Comment les travailleurs vivent-ils les « nouvelles formes d’organisation du travail », quel impact ont-elles sur leur santé mentale et quels types de coopération mettent-elles en place pour faire face à la différence entre travail réel et prescrit ? Une étude menée par Christophe Dejours permet d’apporter quelques réponses à travers des entretiens menés dans trois environnements de travail1 : une plateforme numérique de livraison à vélo, une Scop de livraison à vélo et une entreprise « libérée ».
Dans le cas de la plateforme numérique, l’étude relève que « l’algorithme, au-delà de mettre en relation l’offre et la demande, organise tout ce qui relève de l’activité de livraison : l’attribution de la commande, la prescription de l’activité et son contrôle, la tarification "dynamique" et même la sanction des travailleurs ».
Les entretiens menés avec les livreurs mettent en relief deux facteurs clés : des « formes de coopération horizontale (entre livreurs) et verticale (avec une hiérarchie inexistante) […] très appauvries » et un contact avec les clients « souvent tendu », qui « offre peu de reconnaissance ». Cet environnement suscite une agressivité que les livreurs métabolisent en accélérant le rythme de livraison, sous couvert de pratiques « ludiques » (le game productif, faire mieux que les autres, battre son record ou la plateforme).

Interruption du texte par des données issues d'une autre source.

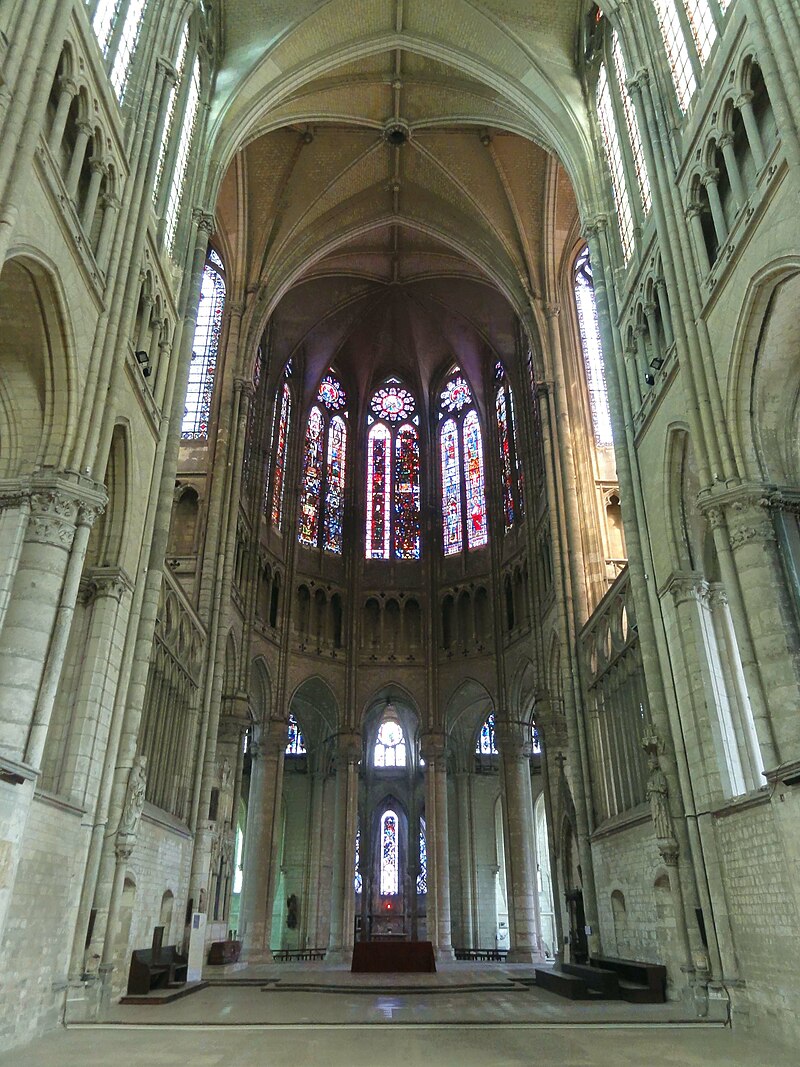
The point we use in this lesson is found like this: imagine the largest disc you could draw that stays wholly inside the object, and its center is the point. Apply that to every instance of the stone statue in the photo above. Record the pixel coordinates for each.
(133, 799)
(657, 793)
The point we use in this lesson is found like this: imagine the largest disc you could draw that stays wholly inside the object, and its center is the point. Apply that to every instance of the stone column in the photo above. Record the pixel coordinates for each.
(434, 753)
(466, 857)
(261, 842)
(342, 897)
(514, 743)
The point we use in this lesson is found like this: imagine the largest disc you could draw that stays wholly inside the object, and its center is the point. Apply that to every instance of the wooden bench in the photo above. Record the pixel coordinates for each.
(639, 983)
(604, 982)
(562, 983)
(156, 969)
(224, 952)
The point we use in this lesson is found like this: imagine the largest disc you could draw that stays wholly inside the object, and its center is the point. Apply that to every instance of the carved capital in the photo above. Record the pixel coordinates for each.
(204, 221)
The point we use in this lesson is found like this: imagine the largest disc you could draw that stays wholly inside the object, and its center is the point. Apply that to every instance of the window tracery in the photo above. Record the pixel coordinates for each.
(389, 855)
(296, 742)
(463, 492)
(205, 351)
(324, 467)
(280, 443)
(513, 495)
(393, 522)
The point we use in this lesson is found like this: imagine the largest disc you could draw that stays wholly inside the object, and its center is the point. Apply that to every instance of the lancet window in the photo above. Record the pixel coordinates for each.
(486, 744)
(389, 855)
(422, 875)
(205, 352)
(590, 340)
(511, 472)
(281, 425)
(393, 526)
(117, 26)
(324, 468)
(461, 456)
(296, 742)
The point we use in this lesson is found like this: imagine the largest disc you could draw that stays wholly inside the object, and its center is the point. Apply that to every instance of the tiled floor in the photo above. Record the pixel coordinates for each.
(300, 1016)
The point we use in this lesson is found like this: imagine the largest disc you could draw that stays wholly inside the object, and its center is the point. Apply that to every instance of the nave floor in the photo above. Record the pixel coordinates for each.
(466, 1015)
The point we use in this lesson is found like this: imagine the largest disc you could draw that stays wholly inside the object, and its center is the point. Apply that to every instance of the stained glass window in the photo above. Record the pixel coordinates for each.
(312, 490)
(389, 745)
(379, 492)
(181, 159)
(456, 395)
(613, 156)
(296, 745)
(337, 440)
(389, 855)
(393, 402)
(677, 51)
(508, 480)
(595, 371)
(451, 510)
(422, 876)
(126, 47)
(331, 394)
(406, 494)
(486, 739)
(393, 524)
(357, 881)
(324, 466)
(633, 124)
(205, 351)
(476, 496)
(278, 449)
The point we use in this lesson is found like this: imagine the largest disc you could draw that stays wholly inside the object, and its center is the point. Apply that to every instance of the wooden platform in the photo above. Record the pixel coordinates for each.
(387, 957)
(165, 996)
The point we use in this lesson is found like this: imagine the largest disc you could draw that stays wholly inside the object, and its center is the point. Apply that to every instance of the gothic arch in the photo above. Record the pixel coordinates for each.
(35, 387)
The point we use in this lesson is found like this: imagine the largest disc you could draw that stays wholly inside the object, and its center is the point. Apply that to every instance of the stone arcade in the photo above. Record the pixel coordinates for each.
(337, 340)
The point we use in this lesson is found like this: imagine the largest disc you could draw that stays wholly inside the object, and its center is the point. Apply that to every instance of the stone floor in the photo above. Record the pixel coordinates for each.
(306, 1015)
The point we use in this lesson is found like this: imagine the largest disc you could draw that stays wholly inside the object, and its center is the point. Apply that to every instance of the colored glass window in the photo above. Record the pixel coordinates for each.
(451, 510)
(357, 881)
(331, 394)
(486, 739)
(422, 876)
(312, 491)
(379, 492)
(406, 494)
(507, 477)
(280, 443)
(476, 496)
(389, 855)
(205, 352)
(296, 743)
(393, 403)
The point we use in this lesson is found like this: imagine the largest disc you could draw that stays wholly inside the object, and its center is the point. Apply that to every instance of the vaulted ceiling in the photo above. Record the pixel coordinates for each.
(393, 201)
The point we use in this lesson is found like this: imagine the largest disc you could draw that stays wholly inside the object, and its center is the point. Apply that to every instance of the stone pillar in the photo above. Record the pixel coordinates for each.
(261, 843)
(342, 897)
(466, 857)
(515, 744)
(434, 753)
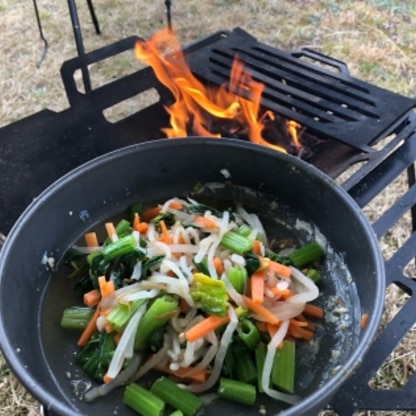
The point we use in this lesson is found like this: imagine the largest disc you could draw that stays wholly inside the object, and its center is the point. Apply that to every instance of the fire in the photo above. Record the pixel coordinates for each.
(196, 105)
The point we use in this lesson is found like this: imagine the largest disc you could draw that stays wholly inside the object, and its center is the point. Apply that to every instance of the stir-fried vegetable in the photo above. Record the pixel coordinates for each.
(197, 293)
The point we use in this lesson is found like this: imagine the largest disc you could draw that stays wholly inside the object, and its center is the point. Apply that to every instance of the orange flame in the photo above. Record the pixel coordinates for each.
(195, 103)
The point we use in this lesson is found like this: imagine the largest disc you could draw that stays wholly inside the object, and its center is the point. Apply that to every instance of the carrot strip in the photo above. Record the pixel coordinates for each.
(150, 213)
(176, 205)
(92, 297)
(218, 265)
(198, 375)
(111, 231)
(364, 320)
(257, 287)
(257, 248)
(202, 328)
(204, 222)
(313, 311)
(91, 239)
(279, 269)
(296, 322)
(165, 237)
(89, 329)
(260, 310)
(271, 329)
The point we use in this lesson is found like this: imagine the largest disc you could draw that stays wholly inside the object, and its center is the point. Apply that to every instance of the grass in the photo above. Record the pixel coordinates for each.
(375, 38)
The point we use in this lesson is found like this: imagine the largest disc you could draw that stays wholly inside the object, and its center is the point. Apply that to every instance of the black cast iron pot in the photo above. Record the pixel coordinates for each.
(281, 187)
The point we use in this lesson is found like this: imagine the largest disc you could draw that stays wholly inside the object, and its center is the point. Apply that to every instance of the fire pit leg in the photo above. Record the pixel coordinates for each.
(79, 43)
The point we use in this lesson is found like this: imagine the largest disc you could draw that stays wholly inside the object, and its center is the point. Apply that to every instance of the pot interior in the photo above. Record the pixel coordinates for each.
(292, 199)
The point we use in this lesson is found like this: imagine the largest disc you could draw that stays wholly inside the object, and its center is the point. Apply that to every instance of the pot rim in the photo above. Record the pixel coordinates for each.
(52, 404)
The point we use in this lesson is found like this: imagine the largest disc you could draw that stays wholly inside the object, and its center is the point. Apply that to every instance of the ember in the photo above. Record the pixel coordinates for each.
(231, 110)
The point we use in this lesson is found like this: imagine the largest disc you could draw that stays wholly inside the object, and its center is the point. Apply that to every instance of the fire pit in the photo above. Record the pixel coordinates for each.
(347, 117)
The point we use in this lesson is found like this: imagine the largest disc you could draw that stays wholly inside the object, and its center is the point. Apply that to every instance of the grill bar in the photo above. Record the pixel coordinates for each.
(330, 103)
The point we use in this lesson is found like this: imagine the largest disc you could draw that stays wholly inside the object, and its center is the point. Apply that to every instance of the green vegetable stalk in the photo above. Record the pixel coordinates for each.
(158, 314)
(209, 294)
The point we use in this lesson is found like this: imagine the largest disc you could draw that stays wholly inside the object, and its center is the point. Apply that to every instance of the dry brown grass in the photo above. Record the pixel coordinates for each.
(375, 38)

Pathologies somatiques et psychiques sévères
Cette stratégie de défense individuelle a un double objectif selon les livreurs. D’abord, préserver la santé mentale et mettre à distance les sources de souffrance au travail. Ensuite, lutter contre l’incertitude économique en se donnant l’impression de maîtriser quelque chose de l’ordre de la productivité. Si cette accélération de la cadence « vise à rendre supportable la pénibilité physique et psychique du travail », elle ne préserve pas la santé de ces travailleurs. L’étude relève que ce processus, apparu dans les organisations tayloriennes, déclenche assez tôt dans leur parcours professionnel « des pathologies somatiques et psychiques sévères ».
La deuxième entreprise étudiée était une société coopérative de production de livraison à vélos-cargos électriques. L’étude précise que dans cette structure, « la coopération repose sur le partage des règles du métier "techniques", une sociabilité au quotidien (convivialité) et une doctrine de l’entreprise qui s’appuie sur des principes écologiques, éthiques et solidaires ».
Ce positionnement peut être bousculé par les contraintes concurrentielles et conduire à des « compromis entre nécessités économiques et positions doctrinales ». Selon l’étude, cela peut conduire à une déstabilisation du collectif de travail. Pour préserver un équilibre, il faut maintenir des espaces de délibération (formels et informels) sur le travail, or ils exigent du temps de travail supplémentaire…
« Conjurer les risques »
Dans cette Scop, les auteurs ont repéré « une stratégie de défense collective par "auto-exploitation" », soit la recherche de la productivité maximale au nom du bien commun, qui n’exclut pas pour autant une « recherche de la préservation de soi (limitation des risques, du temps passé en livraison, recherche des bonnes postures, etc.) ». L’étude estime que cette organisation du travail permet de « conjurer les risques pour la santé mentale et physique » grâce à une organisation du travail tournée vers un engagement entrepreneurial alternatif mais qui génère de la rentabilité.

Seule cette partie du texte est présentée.